No pretendo hacer un llamado a la resignación. Tampoco estoy tratando de justificar hechos tramposos ni subestimando los problemas de nuestro sistema. Pero sí quiero hacer un llamado al realismo consciente: los sistemas de salud son inherentemente complejos y las soluciones son necesariamente imperfectas.
Quiero proponerles un ejemplo. En los sistemas públicos como el inglés, existen límites definidos centralizadamente sobre lo que se cubre y no se cubre. No todos los medicamentos están cubiertos, por ejemplo. En los sistemas de mercado como el estadounidense, no existen límites fijados por una autoridad central, pero los ciudadanos pagan una parte del cuidado médico de su propio bolsillo. En Colombia, pareciera que aspiráramos a un sistema como el inglés sin gasto de bolsillo y como el estadounidense sin límites de ningún tipo. Mi mensaje es simple: tenemos que superar esta contradicción y otras similares.
Complejidad filosófica
Quiero pasar ahora a mi tercer punto. La complejidad de los sistemas de salud no es solo administrativa, es también filosófica o valorativa. Involucra un choque de principios o derechos. Un dilema bioético. Un desafío democrático.Me explico con un ejemplo, con el problema de la presión tecnológica.
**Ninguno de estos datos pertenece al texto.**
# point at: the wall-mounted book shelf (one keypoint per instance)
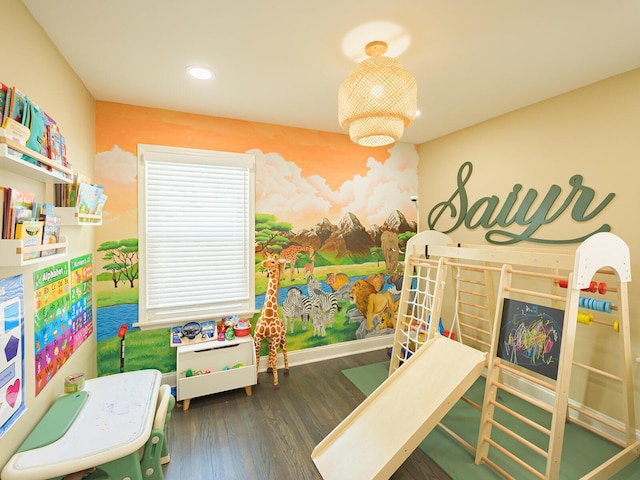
(14, 163)
(71, 216)
(12, 252)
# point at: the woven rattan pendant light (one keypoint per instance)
(378, 100)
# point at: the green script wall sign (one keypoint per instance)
(486, 212)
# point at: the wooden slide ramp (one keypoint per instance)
(379, 435)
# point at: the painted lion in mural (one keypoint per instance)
(359, 295)
(384, 307)
(336, 280)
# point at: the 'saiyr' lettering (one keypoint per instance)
(487, 212)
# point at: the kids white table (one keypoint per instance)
(104, 425)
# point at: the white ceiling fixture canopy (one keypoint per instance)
(378, 100)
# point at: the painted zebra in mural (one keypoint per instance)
(323, 306)
(296, 305)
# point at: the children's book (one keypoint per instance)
(17, 105)
(50, 232)
(7, 103)
(53, 136)
(19, 215)
(88, 197)
(1, 211)
(30, 232)
(3, 99)
(16, 131)
(100, 205)
(15, 198)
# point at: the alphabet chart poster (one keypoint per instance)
(81, 313)
(11, 352)
(531, 336)
(52, 324)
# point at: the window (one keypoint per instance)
(196, 228)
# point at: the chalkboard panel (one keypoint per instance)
(530, 336)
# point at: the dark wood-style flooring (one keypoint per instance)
(271, 434)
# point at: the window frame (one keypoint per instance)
(149, 317)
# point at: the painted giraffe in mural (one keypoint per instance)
(270, 326)
(290, 255)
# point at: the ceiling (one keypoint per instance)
(282, 61)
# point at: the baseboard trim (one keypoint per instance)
(546, 396)
(326, 352)
(316, 354)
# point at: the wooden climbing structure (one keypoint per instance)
(529, 327)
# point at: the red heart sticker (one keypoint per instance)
(12, 392)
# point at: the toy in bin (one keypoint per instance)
(242, 328)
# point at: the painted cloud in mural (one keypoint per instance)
(383, 187)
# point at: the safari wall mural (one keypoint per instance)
(338, 214)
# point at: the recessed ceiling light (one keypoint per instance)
(201, 73)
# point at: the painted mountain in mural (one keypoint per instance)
(349, 240)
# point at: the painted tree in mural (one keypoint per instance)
(270, 234)
(122, 258)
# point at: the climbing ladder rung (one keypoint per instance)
(474, 305)
(475, 340)
(598, 371)
(526, 398)
(472, 292)
(474, 329)
(601, 420)
(520, 439)
(520, 417)
(513, 457)
(535, 294)
(471, 315)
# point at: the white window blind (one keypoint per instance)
(197, 230)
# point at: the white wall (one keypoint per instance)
(593, 132)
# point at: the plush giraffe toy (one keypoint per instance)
(270, 326)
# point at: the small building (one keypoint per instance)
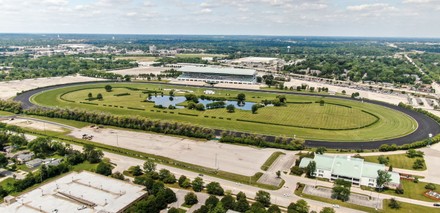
(25, 157)
(34, 163)
(354, 170)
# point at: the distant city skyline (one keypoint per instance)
(365, 18)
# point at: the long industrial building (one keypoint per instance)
(84, 192)
(218, 75)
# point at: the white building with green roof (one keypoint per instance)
(355, 170)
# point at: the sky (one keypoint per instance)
(372, 18)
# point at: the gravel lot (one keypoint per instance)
(237, 159)
(9, 89)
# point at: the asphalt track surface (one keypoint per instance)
(426, 125)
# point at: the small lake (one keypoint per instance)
(165, 101)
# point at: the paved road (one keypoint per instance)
(426, 125)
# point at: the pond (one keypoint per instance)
(166, 101)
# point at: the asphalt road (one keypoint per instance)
(426, 125)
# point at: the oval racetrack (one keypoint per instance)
(426, 125)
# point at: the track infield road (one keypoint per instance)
(426, 125)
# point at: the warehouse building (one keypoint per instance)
(218, 75)
(355, 170)
(84, 192)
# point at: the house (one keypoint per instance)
(24, 157)
(34, 163)
(354, 170)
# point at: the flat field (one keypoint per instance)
(336, 120)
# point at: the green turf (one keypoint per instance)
(272, 158)
(391, 123)
(397, 161)
(3, 113)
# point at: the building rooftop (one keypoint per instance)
(217, 70)
(84, 192)
(348, 166)
(254, 60)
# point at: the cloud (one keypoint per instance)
(371, 7)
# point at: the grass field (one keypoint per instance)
(397, 161)
(405, 207)
(272, 158)
(413, 190)
(304, 120)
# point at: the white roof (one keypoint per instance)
(255, 60)
(217, 70)
(63, 194)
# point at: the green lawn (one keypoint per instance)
(272, 158)
(413, 190)
(397, 161)
(405, 207)
(409, 208)
(302, 120)
(3, 113)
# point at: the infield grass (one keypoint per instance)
(304, 120)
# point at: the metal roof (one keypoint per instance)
(217, 70)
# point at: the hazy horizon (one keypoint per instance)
(341, 18)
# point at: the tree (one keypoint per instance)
(241, 97)
(278, 173)
(257, 207)
(412, 153)
(320, 150)
(214, 188)
(3, 160)
(118, 175)
(274, 209)
(327, 210)
(211, 202)
(383, 178)
(383, 160)
(182, 178)
(173, 210)
(170, 196)
(228, 202)
(91, 154)
(230, 108)
(310, 169)
(197, 184)
(430, 186)
(149, 166)
(191, 198)
(254, 108)
(17, 140)
(135, 170)
(394, 204)
(200, 107)
(263, 197)
(301, 206)
(340, 193)
(104, 169)
(108, 88)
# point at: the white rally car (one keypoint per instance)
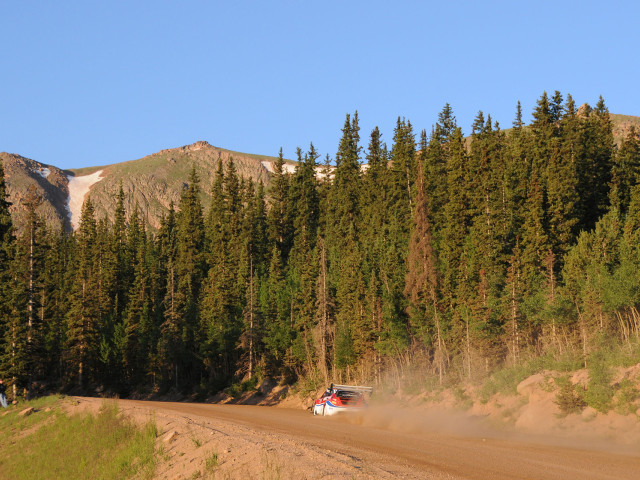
(341, 398)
Los nuevos medicamentos contra el cáncer cuestan mucho, 800 o mil millones de pesos al año, y aportan relativamente poco, la sobrevida promedio es de apenas tres meses. ¿Deben ser pagados por los sistemas públicos de salud? Si la respuesta es sí, ¿cómo hacerlo sin llevarlos a la quiebra? Si la respuesta es no, ¿cómo hacerlo sin afectar los derechos fundamentales? Al fin y al cabo estamos hablando de vidas humanas, de una ponderación compleja entre los derechos individuales y los colectivos, entre la vida de un paciente y los recursos para la atención de todos los demás.
Buena parte de los problemas financieros de nuestro sistema de salud viene de allí, de nuestra incapacidad colectiva de enfrentar decididamente este dilema democrático y bioético. El control de precios por sí solo no resuelve el problema. Las medidas más audaces que comprometen la propiedad intelectual son resistidas y combatidas de muchas maneras. Lo digo por experiencia propia.
Más allá de las decisiones colectivas, los médicos tienen una doble responsabilidad, con el paciente y con los recursos del sistema. En los sistemas públicos, la práctica de la medicina no puede separarse de la ponderación del costo y la efectividad. Tampoco de las consideraciones bioéticas. “¿Quién debería vivir?”, es el título de la obra clásica del economista de la salud Víctor Fuchs. Sin grandilocuencias innecesarias, cabe señalar que la práctica diaria de la medicina no puede evadir esta pregunta.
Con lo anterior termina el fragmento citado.